Our CLI features a wide variety of commands that let you manage and use your stack components and flavors. If you would like to learn more, please run zenml <STACK_COMPONENT> --help or visit our CLI docs.

Registering a Stack

After registering each tool as the respective stack component, you can combine all of them into one stack using the zenml stack register command:

zenml stack register <STACK_NAME> \
    --orchestrator <ORCHESTRATOR_NAME> \
    --artifact-store <ARTIFACT_STORE_NAME> \
    --metadata-store <METADATA_STORE_NAME> \
    ...

You can use zenml stack register --help to see a list of all possible arguments to the zenml stack register command, including a list of which option to use for which stack component.

When you register a stack, the corresponding artifact- and metadata store gets coupled, which means that these instances can not be use in different pairings. This is an intended behavior to avoid mismatches between the two stores. In order get more information about this interaction, please refer to our CLI docs..

Activating a Stack

Finally, to start using the stack you just registered, set it as active:

zenml stack set <STACK_NAME>

Now all your code is automatically executed using this stack.

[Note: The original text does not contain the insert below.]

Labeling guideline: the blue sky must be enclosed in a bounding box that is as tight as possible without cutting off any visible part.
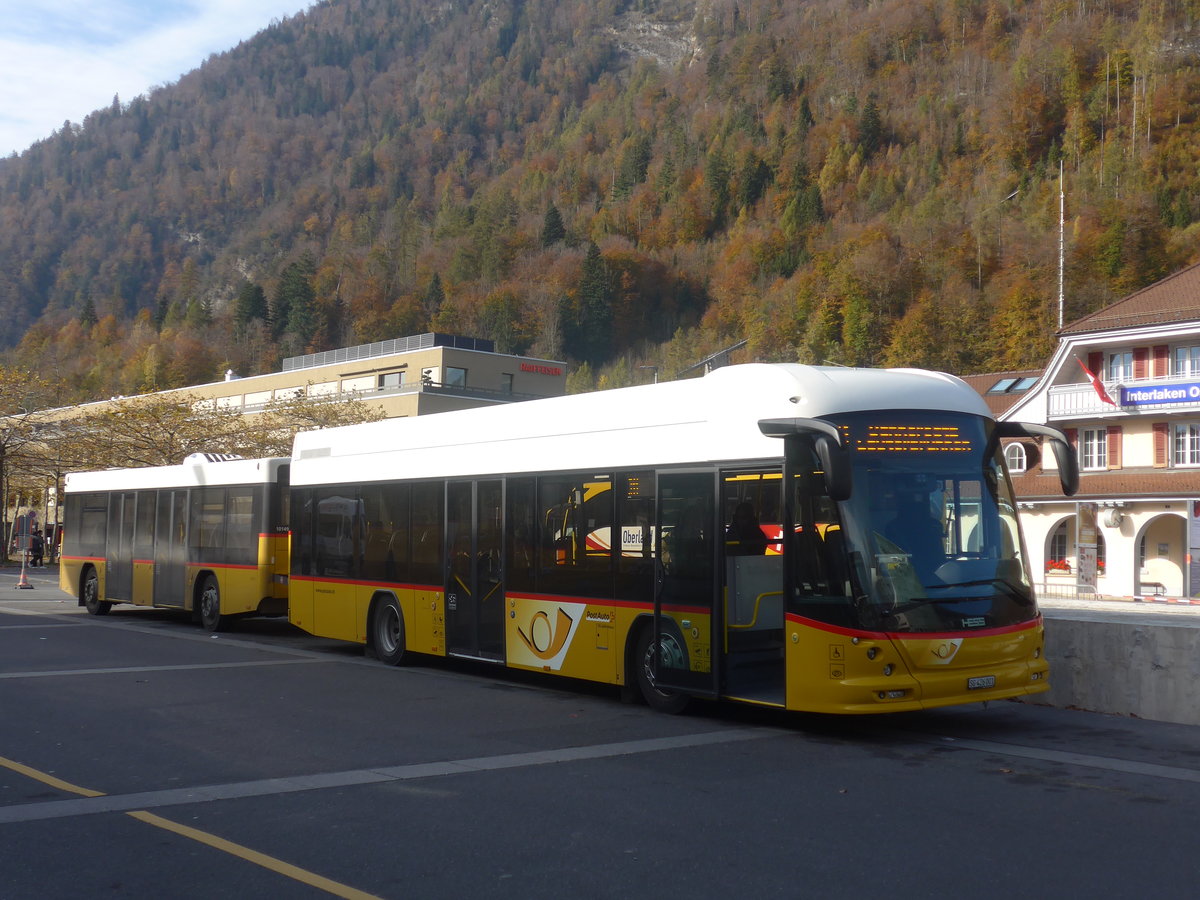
[0,0,312,157]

Some advanced stack component flavors might require connecting to remote infrastructure components prior to running code on the stack. This can be done using zenml stack up. See the Managing Stack States section for more details.

Changing Stacks

If you have multiple stacks configured, you can switch between them using the zenml stack set command, similar to how you activate a stack.

Unregistering Stacks

To unregister (delete) a stack and all of its components, run

zenml stack delete <STACK_NAME>

to delete the stack itself, followed by

zenml <STACK_COMPONENT> delete <STACK_COMPONENT_NAME>

to delete each of the individual stack components.

If you provisioned infrastructure related to the stack, make sure to deprovision it using zenml stack down --force before unregistering the stack. See the Managing Stack States section for more details.